= Complexity function =

Function that counts distinct factors of a string

In computer science, the complexity function of a word or string (a finite or infinite sequence of symbols from some alphabet) is the function that counts the number of distinct factors (substrings of consecutive symbols) of that string. More generally, the complexity function of a formal language (a set of finite strings) counts the number of distinct words of given length.

==Complexity function of a word==
Let u be a (possibly infinite) sequence of symbols from an alphabet. Define the function
p_{u}(n) of a positive integer n to be the number of different factors (consecutive substrings) of length n from the string u.

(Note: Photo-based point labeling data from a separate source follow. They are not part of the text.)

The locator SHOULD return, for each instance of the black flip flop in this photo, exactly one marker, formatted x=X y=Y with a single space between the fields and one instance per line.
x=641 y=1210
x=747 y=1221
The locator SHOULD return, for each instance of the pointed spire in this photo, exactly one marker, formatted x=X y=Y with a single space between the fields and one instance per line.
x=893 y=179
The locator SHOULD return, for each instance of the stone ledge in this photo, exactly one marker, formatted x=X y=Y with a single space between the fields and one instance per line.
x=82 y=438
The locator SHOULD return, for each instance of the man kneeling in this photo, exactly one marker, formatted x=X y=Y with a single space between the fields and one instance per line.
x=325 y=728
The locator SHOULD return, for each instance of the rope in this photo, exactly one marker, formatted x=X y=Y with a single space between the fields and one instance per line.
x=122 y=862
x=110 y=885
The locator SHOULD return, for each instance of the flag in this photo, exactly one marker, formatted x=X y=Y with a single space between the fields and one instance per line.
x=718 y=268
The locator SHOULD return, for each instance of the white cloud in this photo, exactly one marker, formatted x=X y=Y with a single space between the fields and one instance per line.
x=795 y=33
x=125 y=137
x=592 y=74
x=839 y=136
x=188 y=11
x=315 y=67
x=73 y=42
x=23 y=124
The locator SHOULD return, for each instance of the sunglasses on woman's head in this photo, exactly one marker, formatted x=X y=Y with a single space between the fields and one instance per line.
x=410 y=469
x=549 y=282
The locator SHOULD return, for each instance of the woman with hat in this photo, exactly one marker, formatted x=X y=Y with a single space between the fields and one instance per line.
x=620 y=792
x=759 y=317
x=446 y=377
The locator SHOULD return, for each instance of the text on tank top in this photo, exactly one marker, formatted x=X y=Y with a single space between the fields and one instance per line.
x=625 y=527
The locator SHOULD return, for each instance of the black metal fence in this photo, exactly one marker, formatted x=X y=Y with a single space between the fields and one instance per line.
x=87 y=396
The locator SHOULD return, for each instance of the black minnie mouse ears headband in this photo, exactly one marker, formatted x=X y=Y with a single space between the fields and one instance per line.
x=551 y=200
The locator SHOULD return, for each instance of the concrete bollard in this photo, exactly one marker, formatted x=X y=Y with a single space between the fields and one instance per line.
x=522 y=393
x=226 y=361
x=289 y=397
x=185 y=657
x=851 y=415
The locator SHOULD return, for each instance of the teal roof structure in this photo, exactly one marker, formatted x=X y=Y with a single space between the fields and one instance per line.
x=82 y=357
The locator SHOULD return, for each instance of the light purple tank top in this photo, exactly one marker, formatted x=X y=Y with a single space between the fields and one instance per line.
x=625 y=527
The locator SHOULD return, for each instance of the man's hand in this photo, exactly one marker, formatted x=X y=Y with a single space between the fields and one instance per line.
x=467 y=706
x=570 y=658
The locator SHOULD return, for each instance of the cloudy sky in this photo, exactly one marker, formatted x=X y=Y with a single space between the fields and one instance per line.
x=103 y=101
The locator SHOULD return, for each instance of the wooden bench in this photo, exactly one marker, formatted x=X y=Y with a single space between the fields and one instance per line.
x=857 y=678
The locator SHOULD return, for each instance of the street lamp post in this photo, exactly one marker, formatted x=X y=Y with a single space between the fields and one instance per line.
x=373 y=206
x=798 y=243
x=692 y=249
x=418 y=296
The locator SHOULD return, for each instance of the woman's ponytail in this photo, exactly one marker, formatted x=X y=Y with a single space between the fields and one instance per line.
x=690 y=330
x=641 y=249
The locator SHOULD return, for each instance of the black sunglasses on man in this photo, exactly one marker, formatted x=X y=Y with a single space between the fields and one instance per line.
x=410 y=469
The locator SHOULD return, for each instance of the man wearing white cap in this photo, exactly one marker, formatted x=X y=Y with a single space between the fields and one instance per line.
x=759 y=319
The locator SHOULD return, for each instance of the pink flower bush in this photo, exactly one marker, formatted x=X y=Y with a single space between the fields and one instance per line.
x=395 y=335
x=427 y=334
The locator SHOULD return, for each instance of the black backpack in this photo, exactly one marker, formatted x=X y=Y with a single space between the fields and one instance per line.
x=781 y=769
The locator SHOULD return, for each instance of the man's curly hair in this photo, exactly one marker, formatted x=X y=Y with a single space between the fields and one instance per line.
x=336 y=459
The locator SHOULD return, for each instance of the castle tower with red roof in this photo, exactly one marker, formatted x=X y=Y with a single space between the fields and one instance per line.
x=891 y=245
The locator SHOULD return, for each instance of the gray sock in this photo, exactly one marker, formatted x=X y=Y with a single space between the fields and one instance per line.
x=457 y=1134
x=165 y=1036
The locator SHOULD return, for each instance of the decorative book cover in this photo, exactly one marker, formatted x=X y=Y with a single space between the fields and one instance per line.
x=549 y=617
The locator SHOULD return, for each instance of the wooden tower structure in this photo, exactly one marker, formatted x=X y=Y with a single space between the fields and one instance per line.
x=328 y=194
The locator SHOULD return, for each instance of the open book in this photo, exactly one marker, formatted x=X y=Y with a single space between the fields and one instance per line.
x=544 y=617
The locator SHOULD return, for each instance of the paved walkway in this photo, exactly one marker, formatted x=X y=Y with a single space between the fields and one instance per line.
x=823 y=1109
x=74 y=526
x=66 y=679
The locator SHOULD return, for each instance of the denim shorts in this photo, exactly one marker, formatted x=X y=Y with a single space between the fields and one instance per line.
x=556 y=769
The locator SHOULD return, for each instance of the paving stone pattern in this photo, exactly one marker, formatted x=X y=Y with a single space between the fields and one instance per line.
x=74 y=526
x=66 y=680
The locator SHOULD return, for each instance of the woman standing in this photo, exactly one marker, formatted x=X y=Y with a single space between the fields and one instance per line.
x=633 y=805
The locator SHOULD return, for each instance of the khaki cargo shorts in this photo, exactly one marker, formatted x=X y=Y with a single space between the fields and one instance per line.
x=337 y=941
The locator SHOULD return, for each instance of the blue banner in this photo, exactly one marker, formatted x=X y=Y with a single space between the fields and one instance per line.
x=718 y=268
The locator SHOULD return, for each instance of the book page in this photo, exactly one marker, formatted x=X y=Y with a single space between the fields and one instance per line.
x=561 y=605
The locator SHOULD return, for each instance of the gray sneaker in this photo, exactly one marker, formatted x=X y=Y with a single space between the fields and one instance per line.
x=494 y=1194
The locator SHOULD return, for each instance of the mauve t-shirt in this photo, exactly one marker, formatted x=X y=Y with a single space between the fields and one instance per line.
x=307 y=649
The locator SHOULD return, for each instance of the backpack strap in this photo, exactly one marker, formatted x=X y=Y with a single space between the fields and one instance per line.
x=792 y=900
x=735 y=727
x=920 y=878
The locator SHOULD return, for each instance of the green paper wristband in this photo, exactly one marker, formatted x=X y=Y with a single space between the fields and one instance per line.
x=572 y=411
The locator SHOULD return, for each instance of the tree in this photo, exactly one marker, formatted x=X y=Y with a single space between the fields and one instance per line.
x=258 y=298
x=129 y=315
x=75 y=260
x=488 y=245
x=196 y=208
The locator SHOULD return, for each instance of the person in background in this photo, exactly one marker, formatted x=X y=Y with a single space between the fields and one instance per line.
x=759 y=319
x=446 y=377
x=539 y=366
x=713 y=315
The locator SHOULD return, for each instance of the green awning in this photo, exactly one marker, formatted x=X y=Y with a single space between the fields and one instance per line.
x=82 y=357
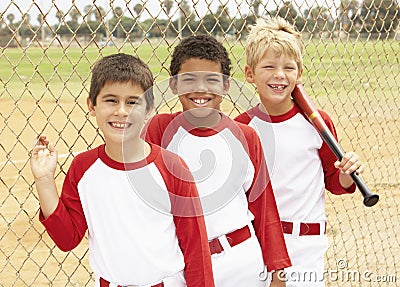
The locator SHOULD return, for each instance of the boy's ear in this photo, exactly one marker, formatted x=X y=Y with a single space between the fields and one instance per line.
x=248 y=73
x=149 y=113
x=91 y=108
x=298 y=81
x=173 y=84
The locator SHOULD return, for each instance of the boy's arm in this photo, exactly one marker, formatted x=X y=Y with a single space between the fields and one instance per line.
x=191 y=229
x=65 y=228
x=43 y=164
x=262 y=204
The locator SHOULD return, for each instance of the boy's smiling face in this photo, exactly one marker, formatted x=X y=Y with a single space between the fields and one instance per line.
x=120 y=111
x=200 y=85
x=275 y=77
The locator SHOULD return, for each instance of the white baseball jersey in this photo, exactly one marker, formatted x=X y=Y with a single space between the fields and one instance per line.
x=228 y=165
x=143 y=219
x=301 y=165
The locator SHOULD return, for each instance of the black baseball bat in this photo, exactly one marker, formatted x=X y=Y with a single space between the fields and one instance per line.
x=305 y=103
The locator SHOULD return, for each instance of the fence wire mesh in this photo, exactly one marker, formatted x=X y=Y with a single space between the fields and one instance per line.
x=351 y=71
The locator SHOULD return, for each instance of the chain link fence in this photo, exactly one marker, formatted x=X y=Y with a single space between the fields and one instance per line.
x=351 y=70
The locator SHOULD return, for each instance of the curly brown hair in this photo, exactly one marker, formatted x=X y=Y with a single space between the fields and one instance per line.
x=121 y=68
x=200 y=47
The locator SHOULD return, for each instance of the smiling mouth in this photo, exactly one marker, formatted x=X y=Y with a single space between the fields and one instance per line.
x=200 y=101
x=278 y=87
x=120 y=125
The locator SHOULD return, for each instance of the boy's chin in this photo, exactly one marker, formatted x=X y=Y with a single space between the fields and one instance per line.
x=200 y=113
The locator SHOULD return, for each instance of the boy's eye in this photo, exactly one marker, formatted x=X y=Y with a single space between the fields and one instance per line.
x=188 y=80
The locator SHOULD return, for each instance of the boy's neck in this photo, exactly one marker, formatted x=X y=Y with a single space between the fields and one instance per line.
x=129 y=151
x=276 y=110
x=210 y=121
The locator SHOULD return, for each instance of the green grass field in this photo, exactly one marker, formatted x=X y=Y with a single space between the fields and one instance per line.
x=332 y=68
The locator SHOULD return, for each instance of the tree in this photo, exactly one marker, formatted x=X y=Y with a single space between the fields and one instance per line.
x=223 y=19
x=11 y=18
x=256 y=7
x=348 y=15
x=287 y=11
x=168 y=4
x=138 y=8
x=40 y=19
x=380 y=17
x=60 y=17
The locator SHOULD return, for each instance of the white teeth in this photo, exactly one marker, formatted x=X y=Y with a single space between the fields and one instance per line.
x=120 y=125
x=200 y=101
x=277 y=87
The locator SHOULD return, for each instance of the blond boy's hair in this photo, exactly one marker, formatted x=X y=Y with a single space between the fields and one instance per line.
x=274 y=33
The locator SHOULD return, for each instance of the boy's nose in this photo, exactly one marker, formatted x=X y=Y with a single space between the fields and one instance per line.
x=122 y=110
x=201 y=86
x=279 y=74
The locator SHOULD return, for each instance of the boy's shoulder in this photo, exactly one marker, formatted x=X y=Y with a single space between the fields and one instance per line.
x=246 y=116
x=163 y=118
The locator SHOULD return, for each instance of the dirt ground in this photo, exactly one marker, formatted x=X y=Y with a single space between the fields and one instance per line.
x=362 y=239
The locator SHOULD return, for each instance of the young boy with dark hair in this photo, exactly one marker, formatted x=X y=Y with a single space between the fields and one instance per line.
x=301 y=164
x=137 y=201
x=228 y=165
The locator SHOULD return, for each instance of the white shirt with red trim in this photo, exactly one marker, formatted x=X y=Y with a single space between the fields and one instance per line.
x=299 y=162
x=139 y=232
x=228 y=166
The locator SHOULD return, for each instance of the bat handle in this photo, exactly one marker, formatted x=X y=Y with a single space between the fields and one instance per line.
x=370 y=199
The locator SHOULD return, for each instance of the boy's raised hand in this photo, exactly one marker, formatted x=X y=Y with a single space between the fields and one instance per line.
x=43 y=159
x=350 y=162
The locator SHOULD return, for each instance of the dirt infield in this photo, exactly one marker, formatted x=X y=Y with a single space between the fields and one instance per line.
x=361 y=239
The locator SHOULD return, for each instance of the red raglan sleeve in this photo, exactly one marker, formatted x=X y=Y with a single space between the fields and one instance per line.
x=67 y=224
x=262 y=204
x=189 y=222
x=328 y=158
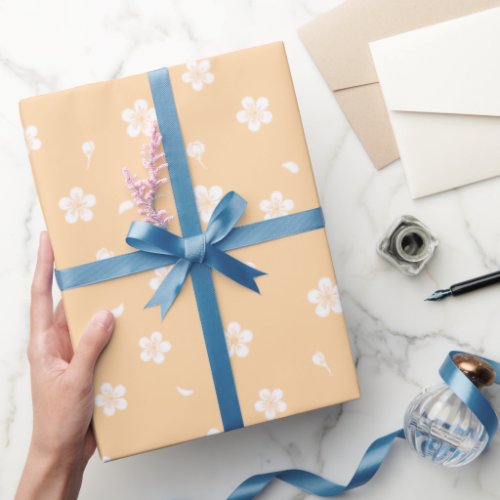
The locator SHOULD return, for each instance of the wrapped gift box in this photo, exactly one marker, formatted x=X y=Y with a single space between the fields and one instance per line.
x=240 y=130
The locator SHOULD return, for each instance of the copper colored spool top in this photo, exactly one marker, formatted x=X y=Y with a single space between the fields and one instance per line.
x=477 y=370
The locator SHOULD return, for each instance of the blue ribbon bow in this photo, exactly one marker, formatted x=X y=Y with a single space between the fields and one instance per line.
x=199 y=249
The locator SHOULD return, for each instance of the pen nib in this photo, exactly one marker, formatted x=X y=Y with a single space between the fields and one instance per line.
x=439 y=294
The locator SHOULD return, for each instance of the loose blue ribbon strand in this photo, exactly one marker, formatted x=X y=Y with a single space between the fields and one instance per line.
x=376 y=453
x=196 y=252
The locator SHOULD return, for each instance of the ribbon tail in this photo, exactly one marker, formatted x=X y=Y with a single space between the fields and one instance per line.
x=317 y=485
x=233 y=268
x=170 y=287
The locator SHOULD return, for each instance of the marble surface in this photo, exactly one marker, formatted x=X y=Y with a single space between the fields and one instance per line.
x=398 y=339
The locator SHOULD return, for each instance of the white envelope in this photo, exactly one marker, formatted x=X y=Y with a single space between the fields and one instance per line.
x=441 y=85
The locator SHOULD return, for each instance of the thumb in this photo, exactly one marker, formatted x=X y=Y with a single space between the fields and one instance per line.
x=93 y=341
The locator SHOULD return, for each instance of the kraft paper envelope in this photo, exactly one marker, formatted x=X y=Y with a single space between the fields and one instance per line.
x=338 y=43
x=442 y=88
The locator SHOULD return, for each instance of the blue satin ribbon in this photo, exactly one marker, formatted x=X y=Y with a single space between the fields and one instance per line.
x=195 y=252
x=198 y=249
x=377 y=451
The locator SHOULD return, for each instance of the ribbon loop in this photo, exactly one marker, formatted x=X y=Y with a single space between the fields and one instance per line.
x=197 y=249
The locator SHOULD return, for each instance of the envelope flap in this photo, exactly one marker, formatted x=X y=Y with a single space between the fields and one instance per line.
x=338 y=40
x=452 y=67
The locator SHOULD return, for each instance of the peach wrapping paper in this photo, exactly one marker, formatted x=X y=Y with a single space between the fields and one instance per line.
x=242 y=131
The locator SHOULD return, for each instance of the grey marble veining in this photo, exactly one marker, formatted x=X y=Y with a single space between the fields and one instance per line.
x=398 y=340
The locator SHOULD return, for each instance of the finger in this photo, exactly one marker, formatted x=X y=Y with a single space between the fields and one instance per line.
x=41 y=288
x=60 y=316
x=93 y=341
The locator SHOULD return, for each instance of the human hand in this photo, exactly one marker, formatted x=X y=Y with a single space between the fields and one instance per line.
x=62 y=391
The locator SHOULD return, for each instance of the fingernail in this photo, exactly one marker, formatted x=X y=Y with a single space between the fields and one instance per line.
x=104 y=319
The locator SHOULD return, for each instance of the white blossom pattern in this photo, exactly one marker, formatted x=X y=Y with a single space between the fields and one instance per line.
x=254 y=113
x=198 y=74
x=104 y=253
x=31 y=138
x=196 y=150
x=237 y=340
x=326 y=297
x=206 y=200
x=160 y=275
x=319 y=359
x=154 y=348
x=77 y=205
x=111 y=399
x=270 y=403
x=140 y=119
x=276 y=206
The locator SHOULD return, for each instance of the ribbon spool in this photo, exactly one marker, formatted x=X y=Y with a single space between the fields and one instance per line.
x=463 y=375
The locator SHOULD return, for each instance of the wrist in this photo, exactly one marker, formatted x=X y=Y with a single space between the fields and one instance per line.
x=50 y=475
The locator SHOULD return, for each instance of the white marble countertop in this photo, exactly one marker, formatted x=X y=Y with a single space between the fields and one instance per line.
x=399 y=340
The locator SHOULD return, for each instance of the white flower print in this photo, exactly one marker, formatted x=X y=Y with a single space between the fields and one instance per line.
x=104 y=253
x=196 y=150
x=276 y=206
x=88 y=148
x=198 y=74
x=154 y=348
x=31 y=138
x=326 y=297
x=237 y=340
x=140 y=119
x=207 y=200
x=254 y=113
x=270 y=403
x=77 y=205
x=160 y=275
x=111 y=399
x=319 y=359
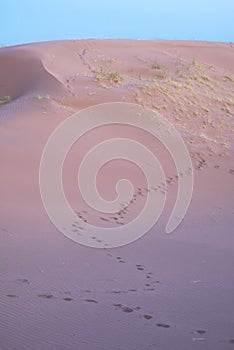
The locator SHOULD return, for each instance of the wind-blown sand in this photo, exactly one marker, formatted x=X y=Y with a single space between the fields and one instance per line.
x=162 y=291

For a string u of length at least n over an alphabet of size k we clearly have
$1 \le p_u(n) \le k^n \ ,$
the bounds being achieved by the constant word and a disjunctive word, for example, the Champernowne word respectively. For infinite words u, we have p_{u}(n) bounded if u is ultimately periodic (a finite, possibly empty, sequence followed by a finite cycle). Conversely, if p_{u}(n) ≤ n for some n, then u is ultimately periodic.

An aperiodic sequence is one which is not ultimately periodic. An aperiodic sequence has strictly increasing complexity function (this is the Morse–Hedlund theorem), so p(n) is at least n+1.

A set S of finite binary words is balanced if for each n the subset S_{n} of words of length n has the property that the Hamming weight of the words in S_{n} takes at most two distinct values. A balanced sequence is one for which the set of factors is balanced. A balanced sequence has complexity function at most n+1.

A Sturmian word over a binary alphabet is one with complexity function n + 1. A sequence is Sturmian if and only if it is balanced and aperiodic. An example is the Fibonacci word. More generally, a Sturmian word over an alphabet of size k is one with complexity n+k−1. An Arnoux-Rauzy word over a ternary alphabet has complexity 2n + 1: an example is the Tribonacci word.

For recurrent words, those in which each factor appears infinitely often, the complexity function almost characterises the set of factors: if s is a recurrent word with the same complexity function as t are then s has the same set of factors as t or δt where δ denotes the letter doubling morphism a → aa.

==Complexity function of a language==
Let L be a language over an alphabet and define the function p_{L}(n) of a positive integer n to be the number of different words of length n in L The complexity function of a word is thus the complexity function of the language consisting of the factors of that word.

The complexity function of a language is less constrained than that of a word. For example, it may be bounded but not eventually constant: the complexity function of the regular language $a(bb)^*a$ takes values 3 and 4 on odd and even n≥2 respectively. There is an analogue of the Morse–Hedlund theorem: if the complexity of L satisfies p_{L}(n) ≤ n for some n, then p_{L} is bounded and there is a finite language F such that

$L \subseteq \{ x y^k z : x,y,z \in F,\ k \in \mathbb{N} \} \ .$

A polynomial or sparse language is one for which the complexity function p(n) is bounded by a fixed power of n. A regular language which is not polynomial is exponential: there are infinitely many n for which p(n) is greater than k^{n} for some fixed k > 1.

==Related concepts==

The topological entropy of an infinite sequence u is defined by

$H_{\mathrm{top}}(u) = \lim_{n \rightarrow \infty} \frac{\log p_u(n)}{n \log k} \ .$

The limit exists as the logarithm of the complexity function is subadditive. Every real number between 0 and 1 occurs as the topological entropy of some sequence is applicable, which may be taken to be uniformly recurrent or even uniquely ergodic.

For x a real number and b an integer ≥ 2 then the complexity function of x in base b is the complexity function p(x,b,n) of the sequence of digits of x written in base b.
If x is an irrational number then p(x,b,n) ≥ n+1; if x is rational then p(x,b,n) ≤ C for some constant C depending on x and b. It is conjectured that for algebraic irrational x the complexity is b^{n} (which would follow if all such numbers were normal) but all that is known in this case is that p grows faster than any linear function of n.

The abelian complexity function p^{ab}(n) similarly counts the number of occurrences of distinct factors of given length n, where now we identify factors that differ only by a permutation of the positions. Clearly p^{ab}(n) ≤ p(n). The abelian complexity of a Sturmian sequence satisfies p^{ab}(n) = 2.